Re: [PATCH 2/2] KVM: x86: Forbid KVM_SET_CPUID{,2} after KVM_RUN

From: Sean Christopherson
Date: Thu Jan 13 2022 - 17:33:49 EST


On Mon, Jan 03, 2022, Igor Mammedov wrote:
> On Mon, 03 Jan 2022 09:04:29 +0100
> Vitaly Kuznetsov <vkuznets@xxxxxxxxxx> wrote:
>
> > Paolo Bonzini <pbonzini@xxxxxxxxxx> writes:
> >
> > > On 12/27/21 18:32, Igor Mammedov wrote:
> > >>> Tweaked and queued nevertheless, thanks.
> > >> it seems this patch breaks VCPU hotplug, in scenario:
> > >>
> > >> 1. hotunplug existing VCPU (QEMU stores VCPU file descriptor in parked cpus list)
> > >> 2. hotplug it again (unsuspecting QEMU reuses stored file descriptor when recreating VCPU)
> > >>
> > >> RHBZ:https://bugzilla.redhat.com/show_bug.cgi?id=2028337#c11
> > >>
> > >
> > > The fix here would be (in QEMU) to not call KVM_SET_CPUID2 again.
> > > However, we need to work around it in KVM, and allow KVM_SET_CPUID2 if
> > > the data passed to the ioctl is the same that was set before.
> >
> > Are we sure the data is going to be *exactly* the same? In particular,
> > when using vCPU fds from the parked list, do we keep the same
> > APIC/x2APIC id when hotplugging? Or can we actually hotplug with a
> > different id?
>
> If I recall it right, it can be a different ID easily.

No, it cannot. KVM doesn't provide a way for userspace to change the APIC ID of
a vCPU after the vCPU is created. x2APIC flat out disallows changing the APIC ID,
and unless there's magic I'm missing, apic_mmio_write() => kvm_lapic_reg_write()
is not reachable from userspace.

The only way for userspace to set the APIC ID is to change vcpu->vcpu_id, and that
can only be done at KVM_VCPU_CREATE.

So, reusing a parked vCPU for hotplug must reuse the same APIC ID. QEMU handles
this by stashing the vcpu_id, a.k.a.
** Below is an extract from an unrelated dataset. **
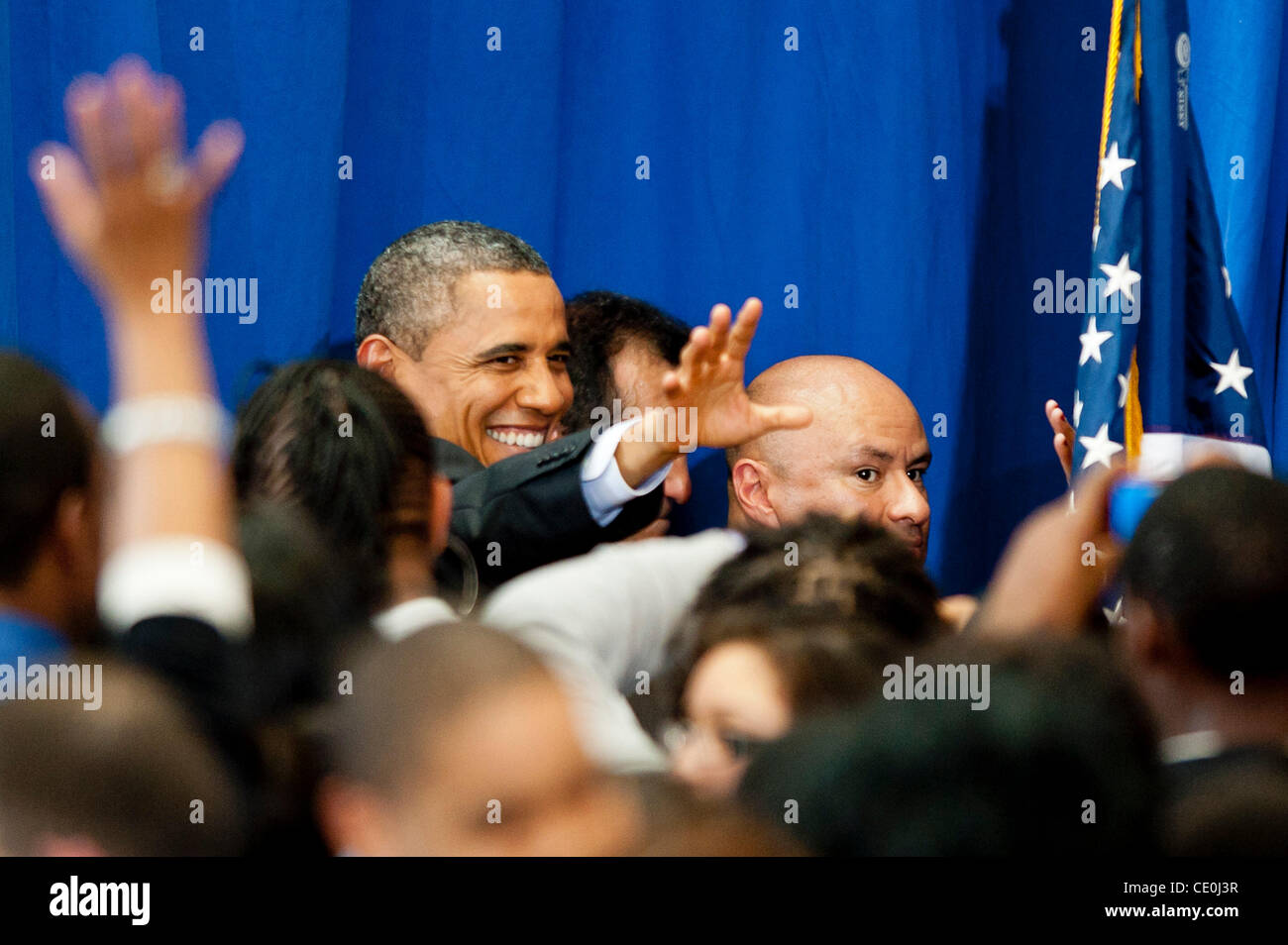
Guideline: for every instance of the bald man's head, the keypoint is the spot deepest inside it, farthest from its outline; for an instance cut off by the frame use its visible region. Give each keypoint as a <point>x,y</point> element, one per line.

APIC ID, when parking a vCPU, and reuses a
parked vCPU if and only if it has the same APIC ID. And because QEMU derives the
APIC ID from topology, that means all the topology CPUID leafs must remain the
same, otherwise the guest is hosed because it will send IPIs to the wrong vCPUs.

static int do_kvm_destroy_vcpu(CPUState *cpu)
{
struct KVMParkedVcpu *vcpu = NULL;

...

vcpu = g_malloc0(sizeof(*vcpu));
vcpu->vcpu_id = kvm_arch_vcpu_id(cpu); <=== stash the APIC ID when parking
vcpu->kvm_fd = cpu->kvm_fd;
QLIST_INSERT_HEAD(&kvm_state->kvm_parked_vcpus, vcpu, node);
err:
return ret;
}

static int kvm_get_vcpu(KVMState *s, unsigned long vcpu_id)
{
struct KVMParkedVcpu *cpu;

QLIST_FOREACH(cpu, &s->kvm_parked_vcpus, node) {
if (cpu->vcpu_id == vcpu_id) { <=== reuse if APIC ID matches
int kvm_fd;

QLIST_REMOVE(cpu, node);
kvm_fd = cpu->kvm_fd;
g_free(cpu);
return kvm_fd;
}
}

return kvm_vm_ioctl(s, KVM_CREATE_VCPU, (void *)vcpu_id);
}